NUEVO CUSCATLAN, El Salvador (Reuters) - El Salvador, already the most densely populated country in the Americas, is fast losing its remaining green areas as traditional coffee farms make way for weekend homes and urban sprawl.
Since El Salvador’s civil war ended in 1993, the manufacturing and financial sectors have taken off. Add money sent by a Salvadoran population established in the United States during the war and home construction has gone wild.
New houses — from modest weekend retreats to homes with swimming pools and sports areas — are engulfing this Central American country.
“This is the way things are, people need housing, too,” said Guiseppe Angelucci, patriarch of a coffee-growing family in Nuevo Cuscatlan, just southwest of the capital San Salvador, that is selling its 112 hectares of coffee trees for housing.
Some 28 hectares have already been cleared for a recreational and weekend home project. At other farms nearby, it is the same story.
At a development called “Emerald Eco-Zone,” dozens of $250,000 houses are due to go up on what was recently a productive coffee farm of 32 hectares.
Only the size of Massachusetts, El Salvador has lost some 35,000 hectares of coffee farms, or 21 percent of the planted area, since its 2001 census, some to abandonment or other crops but much to urban sprawl.
In its first harvest after its civil war, El Salvador produced 3.3 million 60 kg bags of beans. This year’s harvest is estimated at just 1.24 million bags, and yields are well below international standards.
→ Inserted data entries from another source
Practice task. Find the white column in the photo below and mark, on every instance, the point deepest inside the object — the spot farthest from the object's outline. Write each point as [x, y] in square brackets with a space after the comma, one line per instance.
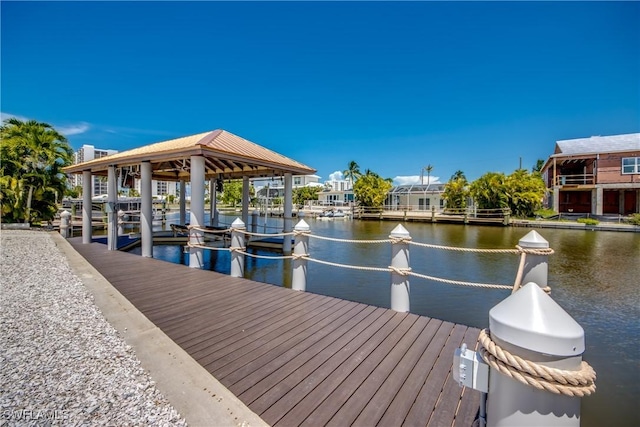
[146, 210]
[212, 202]
[183, 202]
[299, 276]
[196, 217]
[599, 199]
[400, 299]
[536, 267]
[238, 229]
[112, 211]
[245, 199]
[87, 190]
[288, 212]
[529, 324]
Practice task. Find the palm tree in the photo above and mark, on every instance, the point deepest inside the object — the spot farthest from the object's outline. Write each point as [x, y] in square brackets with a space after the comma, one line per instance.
[352, 173]
[34, 153]
[428, 169]
[458, 175]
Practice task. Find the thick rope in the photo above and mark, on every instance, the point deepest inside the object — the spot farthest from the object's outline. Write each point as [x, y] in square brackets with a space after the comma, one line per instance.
[213, 248]
[333, 239]
[460, 282]
[207, 230]
[267, 256]
[249, 233]
[569, 383]
[352, 267]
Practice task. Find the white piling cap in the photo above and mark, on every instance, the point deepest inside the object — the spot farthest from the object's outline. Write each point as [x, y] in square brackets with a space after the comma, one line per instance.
[531, 319]
[237, 223]
[302, 226]
[399, 231]
[533, 239]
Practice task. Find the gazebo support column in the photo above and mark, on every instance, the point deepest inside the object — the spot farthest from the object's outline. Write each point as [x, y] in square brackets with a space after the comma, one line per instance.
[196, 217]
[146, 210]
[112, 210]
[213, 209]
[288, 213]
[86, 206]
[183, 202]
[245, 199]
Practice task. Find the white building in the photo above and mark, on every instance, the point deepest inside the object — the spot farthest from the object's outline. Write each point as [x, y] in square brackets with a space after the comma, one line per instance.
[84, 154]
[99, 183]
[336, 193]
[420, 197]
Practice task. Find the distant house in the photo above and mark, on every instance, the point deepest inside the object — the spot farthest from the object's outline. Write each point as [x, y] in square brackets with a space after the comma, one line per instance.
[420, 197]
[272, 188]
[336, 193]
[598, 175]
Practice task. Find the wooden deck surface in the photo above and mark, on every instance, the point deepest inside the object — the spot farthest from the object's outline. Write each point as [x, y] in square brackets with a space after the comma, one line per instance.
[297, 358]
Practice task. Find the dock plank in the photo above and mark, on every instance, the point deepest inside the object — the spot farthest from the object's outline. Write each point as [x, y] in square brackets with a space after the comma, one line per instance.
[298, 358]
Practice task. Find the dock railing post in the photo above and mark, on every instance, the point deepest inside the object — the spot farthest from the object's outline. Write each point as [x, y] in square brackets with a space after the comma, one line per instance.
[300, 249]
[536, 267]
[530, 325]
[65, 224]
[121, 216]
[254, 221]
[237, 246]
[400, 269]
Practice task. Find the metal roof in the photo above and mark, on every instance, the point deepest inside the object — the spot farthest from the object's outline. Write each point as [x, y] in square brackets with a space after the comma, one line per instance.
[226, 156]
[418, 188]
[598, 144]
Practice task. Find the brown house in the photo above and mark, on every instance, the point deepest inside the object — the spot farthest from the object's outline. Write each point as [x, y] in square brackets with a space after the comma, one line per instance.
[599, 175]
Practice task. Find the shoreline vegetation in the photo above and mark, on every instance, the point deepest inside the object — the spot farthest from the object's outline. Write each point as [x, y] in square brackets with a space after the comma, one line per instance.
[543, 220]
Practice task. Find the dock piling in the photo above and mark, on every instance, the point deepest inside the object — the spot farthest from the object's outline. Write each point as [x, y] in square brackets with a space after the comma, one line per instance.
[536, 268]
[533, 327]
[237, 246]
[300, 249]
[65, 224]
[400, 269]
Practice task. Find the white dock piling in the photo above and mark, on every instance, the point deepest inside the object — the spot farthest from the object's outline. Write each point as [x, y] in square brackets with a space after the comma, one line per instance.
[536, 267]
[530, 325]
[65, 224]
[238, 229]
[299, 277]
[400, 266]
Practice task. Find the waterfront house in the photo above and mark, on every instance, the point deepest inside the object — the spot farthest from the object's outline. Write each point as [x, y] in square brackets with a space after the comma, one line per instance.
[599, 175]
[336, 193]
[419, 197]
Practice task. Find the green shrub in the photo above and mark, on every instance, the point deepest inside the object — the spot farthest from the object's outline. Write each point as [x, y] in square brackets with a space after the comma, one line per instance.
[633, 219]
[588, 221]
[545, 213]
Once the backbone of the economy, coffee growers have suffered from years of low international coffee prices, many are in debt and the decision to sell is easy.
“El Salvadoran producers have had a series of setbacks that have made us lose our links with agriculture,” said Jeff Holman, president of coffee exporter Volcan, who blames an economic structure based on workers who live abroad.
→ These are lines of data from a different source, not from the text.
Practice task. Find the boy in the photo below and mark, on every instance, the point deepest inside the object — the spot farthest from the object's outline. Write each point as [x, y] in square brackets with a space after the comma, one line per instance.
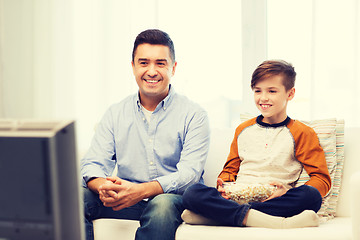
[271, 148]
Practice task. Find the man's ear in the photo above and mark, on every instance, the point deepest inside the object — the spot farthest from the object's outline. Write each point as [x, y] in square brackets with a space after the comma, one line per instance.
[291, 94]
[133, 66]
[174, 68]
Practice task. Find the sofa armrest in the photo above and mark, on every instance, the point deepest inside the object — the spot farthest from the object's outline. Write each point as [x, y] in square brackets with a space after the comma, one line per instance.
[355, 206]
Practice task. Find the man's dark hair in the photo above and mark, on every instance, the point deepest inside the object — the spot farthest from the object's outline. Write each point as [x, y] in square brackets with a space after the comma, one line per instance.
[273, 68]
[154, 37]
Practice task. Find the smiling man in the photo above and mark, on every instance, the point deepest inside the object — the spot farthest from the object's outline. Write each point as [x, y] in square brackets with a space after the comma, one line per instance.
[156, 139]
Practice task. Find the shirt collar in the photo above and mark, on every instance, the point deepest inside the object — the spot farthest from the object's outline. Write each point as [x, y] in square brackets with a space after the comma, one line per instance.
[163, 104]
[261, 123]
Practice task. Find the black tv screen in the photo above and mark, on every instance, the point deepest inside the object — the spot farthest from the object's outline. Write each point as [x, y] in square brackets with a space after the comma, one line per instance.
[39, 180]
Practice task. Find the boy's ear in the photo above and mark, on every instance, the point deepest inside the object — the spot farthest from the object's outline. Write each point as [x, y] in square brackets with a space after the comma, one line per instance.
[291, 94]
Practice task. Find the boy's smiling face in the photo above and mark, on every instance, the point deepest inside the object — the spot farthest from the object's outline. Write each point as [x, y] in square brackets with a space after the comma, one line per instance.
[271, 99]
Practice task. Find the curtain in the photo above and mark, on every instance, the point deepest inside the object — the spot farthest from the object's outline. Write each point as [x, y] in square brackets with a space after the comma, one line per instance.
[321, 39]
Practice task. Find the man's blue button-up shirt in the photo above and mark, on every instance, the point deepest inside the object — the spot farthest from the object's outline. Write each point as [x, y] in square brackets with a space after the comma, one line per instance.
[171, 149]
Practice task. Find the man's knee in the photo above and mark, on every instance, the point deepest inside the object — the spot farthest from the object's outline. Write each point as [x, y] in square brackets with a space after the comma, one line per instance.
[194, 195]
[166, 204]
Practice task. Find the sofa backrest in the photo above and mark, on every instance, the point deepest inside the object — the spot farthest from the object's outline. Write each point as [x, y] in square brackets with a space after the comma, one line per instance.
[220, 147]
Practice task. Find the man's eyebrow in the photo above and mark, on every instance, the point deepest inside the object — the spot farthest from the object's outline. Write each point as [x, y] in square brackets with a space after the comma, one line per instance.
[161, 60]
[142, 59]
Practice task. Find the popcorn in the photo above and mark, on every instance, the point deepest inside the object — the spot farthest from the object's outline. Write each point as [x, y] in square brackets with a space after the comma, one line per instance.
[244, 193]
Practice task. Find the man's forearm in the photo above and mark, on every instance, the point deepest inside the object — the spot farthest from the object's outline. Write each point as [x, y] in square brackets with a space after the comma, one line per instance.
[151, 189]
[95, 183]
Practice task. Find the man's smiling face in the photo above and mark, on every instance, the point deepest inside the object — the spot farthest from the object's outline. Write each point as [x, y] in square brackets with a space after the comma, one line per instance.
[153, 69]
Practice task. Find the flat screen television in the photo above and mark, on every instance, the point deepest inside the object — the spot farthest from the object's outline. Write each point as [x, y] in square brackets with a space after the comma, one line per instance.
[39, 181]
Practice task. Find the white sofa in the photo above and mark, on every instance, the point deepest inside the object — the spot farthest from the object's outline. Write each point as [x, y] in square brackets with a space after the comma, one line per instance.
[345, 226]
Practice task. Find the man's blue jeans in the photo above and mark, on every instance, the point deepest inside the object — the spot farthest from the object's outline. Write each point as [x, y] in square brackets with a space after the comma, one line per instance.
[159, 217]
[208, 202]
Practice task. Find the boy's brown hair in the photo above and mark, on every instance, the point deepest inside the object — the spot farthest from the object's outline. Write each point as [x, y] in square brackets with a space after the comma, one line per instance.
[272, 68]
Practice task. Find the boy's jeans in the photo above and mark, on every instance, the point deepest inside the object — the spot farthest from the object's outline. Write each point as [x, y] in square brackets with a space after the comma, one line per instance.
[159, 217]
[208, 202]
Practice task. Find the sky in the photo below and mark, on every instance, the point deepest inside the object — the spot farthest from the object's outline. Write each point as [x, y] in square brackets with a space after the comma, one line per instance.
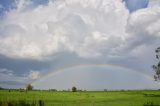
[41, 37]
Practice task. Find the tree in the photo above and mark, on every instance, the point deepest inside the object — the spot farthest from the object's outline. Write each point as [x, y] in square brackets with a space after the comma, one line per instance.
[74, 89]
[157, 66]
[29, 87]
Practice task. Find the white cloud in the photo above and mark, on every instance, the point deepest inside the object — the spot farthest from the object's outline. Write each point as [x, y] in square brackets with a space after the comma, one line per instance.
[1, 7]
[33, 75]
[88, 28]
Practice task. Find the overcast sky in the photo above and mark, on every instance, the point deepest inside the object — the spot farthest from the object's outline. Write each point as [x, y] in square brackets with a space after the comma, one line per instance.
[38, 37]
“The housing boom is a boom based on the fact that there is no real income apart from what goes on outside the country,” he said.
A quarter of El Salvador’s 9 million citizens are estimated to live outside the country, primarily in the United States.
They sent home $3.3 billion in remittances last year, and much of it was used by families to make down payments on new homes, particularly in coffee-rich western El Salvador.
El Salvador has a density of 330 people per square kilometer, the highest of any country in the Americas and similar to Japan or Belgium. By comparison, nearby Costa Rica has 81 people per square kilometer.
For a country that is already severely deforested, the construction boom is a looming environmental disaster.
The bulk of El Salvador’s forest cover comes from coffee farms, where aging bourbon-variety trees grow beneath a towering canopy of secondary forest. These “coffee forests” provide the little water table protection and migratory bird habitat that is left.
A report last year by Washington-based think tank Resources for the Future warned that El Salvador faces grave environmental challenges in the near future unless the destruction of coffee farms is halted.
Coffee farming took off here in the 19th century, and coffee families with huge landholdings soon dominated the country’s economy and politics.
Its coffee farms are split between family plot owners in cooperatives and huge oligarchs. For many small farmers, low coffee prices have killed any qualms they might have had about selling out, exporter Holman said.
“The urban pressure is strong,” said Roberto Inclan, president of the El Salvadoran Coffee Growers’ Association, known here as La Cafetalera.
Some farmers are determined to hold out.
In another suburb west of the capital, the El Espino organic farm peters on the edge of former coffee-growing lands that now house shopping malls and office parks.
A new highway will bisect the road that runs from the cooperative office to its farms, and yet farmers vow to keep developers at bay. “This is a source of employment that we cannot eliminate,” cooperative member Antonio Bertran said.
And, near the Emerald Eco-Zone project, farm worker Jose Miguel Ramirez says the land is too valuable to be wasted on housing.
“There is always going to be coffee here,” he said. “The forest maintains the cold for the water table, but if we remove it all that will be left is a desert.”
But for many, like the Angelucci family in Nuevo Cuscatlan, the decision is easy.
“I am not too concerned as I am already very old,” said Angelucci.